Miyazato and colleagues looked at the effect of CPAP treatment on nighttime urine production in patients with obstructive sleep apnea.4 In this small study of 40 patients, mean nighttime voiding episodes decreased from 2.1 to 1.2 (P < .01).

I have seen several patients with night sweats who ended up having sleep apnea. These patients have had a resolution of their night sweats with sleep apnea treatment.

Arnardottir and colleagues found that obstructive sleep apnea was associated with frequent nocturnal sweating.5 They found that 31% of men and 33% of women with OSA had nocturnal sweating, compared with about 10% of the general population.

When the OSA patients were treated with positive airway pressure, the prevalence of nocturnal sweating decreased to 11.5%, which is similar to general population numbers. Given how common both sleep apnea and night sweats are, this is an important consideration as you evaluate night sweats.

I have seen many patients who have had atrial fibrillation and sleep apnea. Shapira-Daniels and colleagues did a prospective study of 188 patients with atrial fibrillation without a history of sleep apnea who were referred for ablation.6 All patients had home sleep studies, and testing was consistent with sleep apnea in 82% of patients.

Kanagala and associates found that patients with untreated sleep apnea had a greater chance of recurrent atrial fibrillation after cardioversion.7 Recurrence of atrial fibrillation at 12 months was 82% in untreated OSA patients, higher than the 42% recurrence in the treated OSA group (P = .013) and the 53% recurrence in control patients.

I think sleep apnea evaluation should be strongly considered in patients with atrial fibrillation and should be done before referral for ablations.

Pearl: Consider sleep apnea as a possible cause of or contributing factor to the common primary care problems of cognitive concerns, nocturia, night sweats, and atrial fibrillation.

Dr.

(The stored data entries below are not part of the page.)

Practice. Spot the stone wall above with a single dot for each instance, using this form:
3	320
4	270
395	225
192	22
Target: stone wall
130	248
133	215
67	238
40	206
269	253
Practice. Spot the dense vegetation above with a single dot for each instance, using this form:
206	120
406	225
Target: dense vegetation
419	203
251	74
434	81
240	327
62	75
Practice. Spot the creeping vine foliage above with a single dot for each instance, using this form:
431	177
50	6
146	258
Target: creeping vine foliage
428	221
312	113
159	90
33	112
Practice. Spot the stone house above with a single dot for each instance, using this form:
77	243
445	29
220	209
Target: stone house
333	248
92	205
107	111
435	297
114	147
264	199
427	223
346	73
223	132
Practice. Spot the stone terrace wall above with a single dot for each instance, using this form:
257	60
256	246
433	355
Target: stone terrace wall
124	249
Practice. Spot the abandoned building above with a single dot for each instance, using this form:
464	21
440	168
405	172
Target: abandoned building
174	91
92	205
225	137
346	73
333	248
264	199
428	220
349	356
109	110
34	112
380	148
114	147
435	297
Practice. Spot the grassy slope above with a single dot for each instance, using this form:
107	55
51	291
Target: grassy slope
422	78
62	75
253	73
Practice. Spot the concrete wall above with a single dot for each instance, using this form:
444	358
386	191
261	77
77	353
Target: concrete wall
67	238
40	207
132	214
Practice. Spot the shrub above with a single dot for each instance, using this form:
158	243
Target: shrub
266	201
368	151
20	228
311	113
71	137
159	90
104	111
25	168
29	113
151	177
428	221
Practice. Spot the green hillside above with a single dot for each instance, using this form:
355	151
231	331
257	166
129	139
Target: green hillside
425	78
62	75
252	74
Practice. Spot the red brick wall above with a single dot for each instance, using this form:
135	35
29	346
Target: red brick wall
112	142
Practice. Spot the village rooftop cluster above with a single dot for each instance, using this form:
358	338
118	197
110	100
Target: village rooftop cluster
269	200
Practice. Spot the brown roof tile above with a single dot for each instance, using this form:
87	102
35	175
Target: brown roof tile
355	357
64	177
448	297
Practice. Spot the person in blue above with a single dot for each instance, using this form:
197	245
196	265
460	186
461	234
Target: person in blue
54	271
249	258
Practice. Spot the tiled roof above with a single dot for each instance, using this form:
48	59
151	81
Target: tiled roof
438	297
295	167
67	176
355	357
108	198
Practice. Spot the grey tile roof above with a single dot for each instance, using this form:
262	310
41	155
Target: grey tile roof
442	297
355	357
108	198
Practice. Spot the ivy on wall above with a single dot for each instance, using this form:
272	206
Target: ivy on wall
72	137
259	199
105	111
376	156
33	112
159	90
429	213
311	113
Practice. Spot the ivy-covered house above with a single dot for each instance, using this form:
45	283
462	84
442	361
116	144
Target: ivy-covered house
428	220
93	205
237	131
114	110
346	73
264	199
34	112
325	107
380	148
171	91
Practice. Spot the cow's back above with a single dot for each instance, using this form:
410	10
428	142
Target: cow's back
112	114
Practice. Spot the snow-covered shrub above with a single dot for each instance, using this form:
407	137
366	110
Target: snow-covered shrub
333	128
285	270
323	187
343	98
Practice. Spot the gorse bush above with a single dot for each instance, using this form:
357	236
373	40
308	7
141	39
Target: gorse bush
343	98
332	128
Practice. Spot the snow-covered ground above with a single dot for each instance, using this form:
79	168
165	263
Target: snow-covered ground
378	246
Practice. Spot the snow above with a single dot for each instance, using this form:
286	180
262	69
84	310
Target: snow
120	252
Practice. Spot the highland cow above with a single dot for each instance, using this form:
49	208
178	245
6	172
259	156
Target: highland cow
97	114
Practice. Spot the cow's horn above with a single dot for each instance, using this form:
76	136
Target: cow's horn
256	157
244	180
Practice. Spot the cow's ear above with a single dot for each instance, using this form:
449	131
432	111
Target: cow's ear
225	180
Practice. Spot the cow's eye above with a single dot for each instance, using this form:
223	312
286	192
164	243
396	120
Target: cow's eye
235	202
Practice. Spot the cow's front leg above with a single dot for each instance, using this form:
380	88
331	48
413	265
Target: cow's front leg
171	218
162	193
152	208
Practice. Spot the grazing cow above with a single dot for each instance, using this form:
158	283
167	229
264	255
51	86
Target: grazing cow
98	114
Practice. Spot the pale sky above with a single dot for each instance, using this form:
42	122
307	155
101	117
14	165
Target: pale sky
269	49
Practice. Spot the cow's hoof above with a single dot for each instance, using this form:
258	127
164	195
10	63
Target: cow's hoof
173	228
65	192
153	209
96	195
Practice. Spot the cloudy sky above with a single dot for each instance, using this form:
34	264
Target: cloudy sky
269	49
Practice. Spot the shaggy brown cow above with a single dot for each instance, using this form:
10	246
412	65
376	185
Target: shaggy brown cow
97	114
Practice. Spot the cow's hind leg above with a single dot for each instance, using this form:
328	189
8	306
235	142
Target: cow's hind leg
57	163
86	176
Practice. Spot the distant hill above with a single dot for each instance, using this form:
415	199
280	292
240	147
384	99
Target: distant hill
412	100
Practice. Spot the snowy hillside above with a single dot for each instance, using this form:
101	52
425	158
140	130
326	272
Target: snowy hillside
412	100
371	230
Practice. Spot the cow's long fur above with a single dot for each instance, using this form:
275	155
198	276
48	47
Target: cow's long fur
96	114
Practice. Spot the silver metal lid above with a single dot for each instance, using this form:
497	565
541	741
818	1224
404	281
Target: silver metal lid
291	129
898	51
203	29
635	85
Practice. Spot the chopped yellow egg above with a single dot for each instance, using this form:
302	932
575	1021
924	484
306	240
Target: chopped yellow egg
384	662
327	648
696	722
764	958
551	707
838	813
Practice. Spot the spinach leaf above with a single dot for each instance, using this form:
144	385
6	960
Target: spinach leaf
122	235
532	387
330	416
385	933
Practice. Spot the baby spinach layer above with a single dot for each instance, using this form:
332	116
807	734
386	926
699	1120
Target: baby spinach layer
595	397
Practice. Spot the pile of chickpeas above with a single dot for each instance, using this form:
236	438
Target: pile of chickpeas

Paauw is professor of medicine in the division of general internal medicine at the University of Washington, Seattle, and serves as 3rd-year medical student clerkship director at the University of Washington. He is a member of the editorial advisory board of Internal Medicine News. Dr. Paauw has no conflicts to disclose. Contact him at [email protected].

References

1. Wallace A and Bucks RS. Memory and obstructive sleep apnea: a meta-analysis. Sleep. 2013;36(2):203. Epub 2013 Feb 1.

2. Olaithe M and Bucks RS. Executive dysfunction in OSA before and after treatment: a meta-analysis. Sleep. 2013;36(9):1297. Epub 2013 Sep 1.

3. Zhou J et al. Association between obstructive sleep apnea syndrome and nocturia: a meta-analysis. Sleep Breath. 2020 Dec;24(4):1293-8.

4. Miyauchi Y et al. Effect of the continuous positive airway pressure on the nocturnal urine volume or night-time frequency in patients with obstructive sleep apnea syndrome. Urology 2015;85:333.

5. Arnardottir ES et al. Nocturnal sweating–a common symptom of obstructive sleep apnoea: the Icelandic sleep apnoea cohort. BMJ Open. 2013 May 14;3(5):e002795. BMJ Open 2013;3:e002795

6. Shapira-Daniels A et al. Prevalence of undiagnosed sleep apnea in patients with atrial fibrillation and its impact on therapy. JACC Clin Electrophysiol. 2020;6(12):1499. Epub 2020 Aug 12.

7. Kanagala R et al. Obstructive sleep apnea and the recurrence of atrial fibrillation. Circulation. 2003;107(20):2589. Epub 2003 May 12.